Para pendukung khilafah itu delusional. Mereka delusional soal masa depan, juga delusional soal masa lalu. Salah satu bentuknya adalah klaim delusional mereka soal kerajaan Islam Nusantara yang mengaku berada di bawah Turki Usmani.
Mereka punya delusi bahwa di zaman khilafah itu umat Islam bersatu dalam satu kekuasaan saja. Keberadaan berbagai kerajaan Islam di Nusantara tentu mengganggu delusi mereka soal persatuan itu. Maka mereka mengarang cerita dusta soal kerajaan Islam Nusantara yang menginduk ke Turki tadi.
Sebenarnya sepanjang sejarahnya sendiri pun khilafah itu tidak utuh tunggal. Sejak Dinasti Umayyah dihancurkan oleh Abbasiyah, keturunan Muawiyah mendirikan kerajaan sendiri. Sepanjang sejarah Abbasiyah ada pecahan-pecahan wilayah yang juga mengaku diri mereka sebagai khilafah, yaitu Umayyad, Fatimid, Ayyubid, dan sebagainya. Dalam imajinasi delusional pendukung khilafah, umat Islam selalu berada dalam satu kekuasaan.
Selama masa kejayaan Turki Usmani pun banyak wilayah muslim yang berdiri sebagai kerajaan sendiri. Kekaisaran Mughal, misalnya, adalah kerajaan mandiri yang tidak berada di bawah kekuasaan Turki.
Bagaimana dengan di Nusantara?

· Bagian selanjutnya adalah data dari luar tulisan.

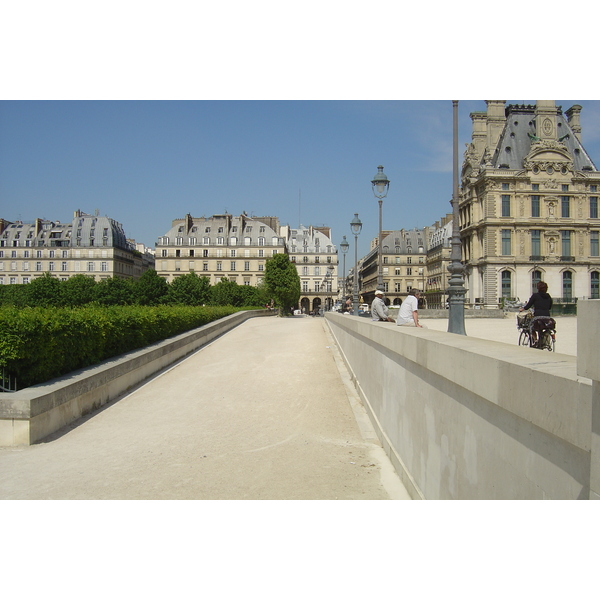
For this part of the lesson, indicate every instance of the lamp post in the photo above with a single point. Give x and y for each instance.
(456, 289)
(355, 226)
(344, 248)
(380, 184)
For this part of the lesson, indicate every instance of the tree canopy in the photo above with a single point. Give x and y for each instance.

Pertama, Islam sudah masuk ke sini jauh sebelum masa kejayaan Turki Usmani. Kedua, kerajaan-kerajaan Islam Nusantara berdiri sebagai lanjutan sejarah sebelumnya, bebas dari pengaruh pergerakan sejarah di berbagai tempat di dunia. Kerajaan Demak, misalnya, lahir dari sisa konflik dalam Kerajaan Majapahit. Ketiga, kerajaan-kerajaan itu juga tidak memandang Islam sebagai pemersatu. Di antara mereka sendiri saling berperang. Misanya perang antara Kerajaan Gowa dan Bone.
Apa yang konyol dari klaim itu? Mereka mengatakan bahwa kerajaan-kerajaan Nusantara menginduk ke Turki, tapi pada saat yang sama Belanda menjajahnya. Mereka hendak mengatakan bahwa wilayah yang menginduk pada khilafah islamiyah itu ternyata justru dikuasai orang kafir. Itu justru bertentangan dengan delusi mereka yang mengatakan bahwa Islam di bawah khilafah itu adalah Islam yang jaya.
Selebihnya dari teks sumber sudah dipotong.